Danne: Aus unserer Sicht gingen auch andere Berichte an der eigentlichen Aufgabenstellung vorbei. Manchmal scheint es, dass da eigentlich politische Gutachten unter dem Deckmantel der Wissenschaft erstellt werden. So kommt das IQWiG bezüglich des Nutzens der Insulinanaloga zu anderen Ergebnissen als beispielsweise das britische National Institute for Health and Clinical Excellence (NICE).

 

PZ: Was wünschen Sie sich?

 

Danne: Dass die Fachgesellschaften und Patientengruppen bei den Entscheidungen des GBA stärker einbezogen werden. Deutschland braucht meiner Meinung nach einen koordinierten Plan zur Versorgung von Diabetikern, bei dem alle Beteiligten an einem Tisch sitzen. In vielen anderen europä­ischen Ländern gibt es schon solche Pläne. Außerdem fände ich eine gemeinsame europäische Arzneimittel-Bewertungsbehörde sinnvoll. Dann hätten wir eine europaweit gültige Meinung statt vieler Einzelmeinungen. /

GBA-Beschlüsse zum Thema Diabetes

Juli 2006: Kurzwirksame Insulinanaloga (Insulin aspart, glulisin und lispro) werden bei Typ-2-Diabetes grundsätzlich nicht mehr erstattet, wenn sie teurer sind als Humaninsulin.

 

Februar 2008: Kurzwirksame Insulinanaloga werden bei Typ-1-Diabetes grundsätzlich nicht mehr erstattet, wenn sie teurer sind als Humaninsulin. Das sollte auch für Kinder und Jugendliche gelten, wurde aber vom BGM abgelehnt.
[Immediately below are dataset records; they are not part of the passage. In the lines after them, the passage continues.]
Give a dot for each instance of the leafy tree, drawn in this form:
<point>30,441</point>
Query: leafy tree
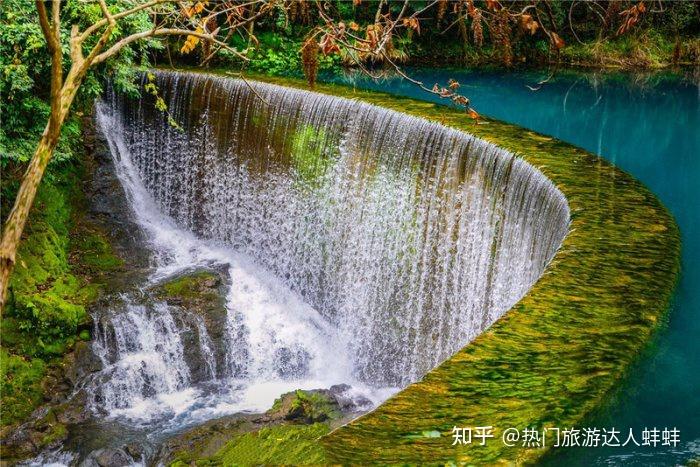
<point>98,32</point>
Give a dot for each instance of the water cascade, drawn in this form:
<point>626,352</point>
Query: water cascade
<point>360,245</point>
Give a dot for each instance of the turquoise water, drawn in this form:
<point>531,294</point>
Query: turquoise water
<point>648,125</point>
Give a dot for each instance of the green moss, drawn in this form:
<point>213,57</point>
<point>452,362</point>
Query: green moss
<point>306,406</point>
<point>20,386</point>
<point>61,266</point>
<point>191,286</point>
<point>557,354</point>
<point>284,444</point>
<point>308,155</point>
<point>647,50</point>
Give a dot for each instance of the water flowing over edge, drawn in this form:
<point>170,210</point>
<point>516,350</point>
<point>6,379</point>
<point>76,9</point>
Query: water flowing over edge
<point>334,219</point>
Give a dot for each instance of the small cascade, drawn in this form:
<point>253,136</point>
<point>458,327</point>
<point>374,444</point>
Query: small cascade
<point>359,245</point>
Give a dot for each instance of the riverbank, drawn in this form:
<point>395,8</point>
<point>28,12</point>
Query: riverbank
<point>65,263</point>
<point>609,316</point>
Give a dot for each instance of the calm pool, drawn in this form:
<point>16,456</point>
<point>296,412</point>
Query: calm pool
<point>649,126</point>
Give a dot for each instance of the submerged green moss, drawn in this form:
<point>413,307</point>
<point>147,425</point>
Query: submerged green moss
<point>283,444</point>
<point>555,356</point>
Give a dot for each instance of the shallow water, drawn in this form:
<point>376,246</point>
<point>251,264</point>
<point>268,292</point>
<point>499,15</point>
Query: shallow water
<point>359,245</point>
<point>648,125</point>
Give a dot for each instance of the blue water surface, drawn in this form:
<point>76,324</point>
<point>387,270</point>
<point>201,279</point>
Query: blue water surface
<point>649,126</point>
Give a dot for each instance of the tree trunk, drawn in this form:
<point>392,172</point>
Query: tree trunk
<point>17,219</point>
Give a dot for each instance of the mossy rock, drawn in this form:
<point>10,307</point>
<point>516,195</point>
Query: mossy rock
<point>305,407</point>
<point>561,350</point>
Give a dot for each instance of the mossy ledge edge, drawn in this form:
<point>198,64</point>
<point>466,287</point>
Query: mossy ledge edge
<point>552,359</point>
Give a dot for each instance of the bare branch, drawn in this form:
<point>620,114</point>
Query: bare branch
<point>162,32</point>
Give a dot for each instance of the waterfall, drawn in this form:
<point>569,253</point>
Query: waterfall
<point>362,245</point>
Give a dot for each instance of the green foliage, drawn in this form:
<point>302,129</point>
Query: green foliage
<point>285,444</point>
<point>46,301</point>
<point>25,70</point>
<point>59,271</point>
<point>20,386</point>
<point>308,155</point>
<point>279,54</point>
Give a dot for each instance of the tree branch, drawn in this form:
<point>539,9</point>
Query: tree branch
<point>162,32</point>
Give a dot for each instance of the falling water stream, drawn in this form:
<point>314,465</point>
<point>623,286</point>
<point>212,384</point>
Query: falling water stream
<point>359,245</point>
Derzeit läuft beim GBA ein neues Ausschlussverfahren.

 

März 2010: Langwirksame Insulinanaloga (Insulin glargin und detemir) werden bei Typ-2-Diabetes grundsätzlich nicht mehr erstattet, wenn sie teurer sind als Humaninsulin.

 

Derzeit laufende Verfahren betreffen Einschränkungen bei oralen Antidiabetika, nämlich den Glitazonen (Rosiglitazon, Pioglitazon) und Gliniden (Nateglinid, Repaglinid), bei langwirksamen Insulinanaloga für Typ-1-Diabetiker sowie bei Blutzuckerteststreifen für nicht-insulinpflichtige Typ-2-Diabetiker.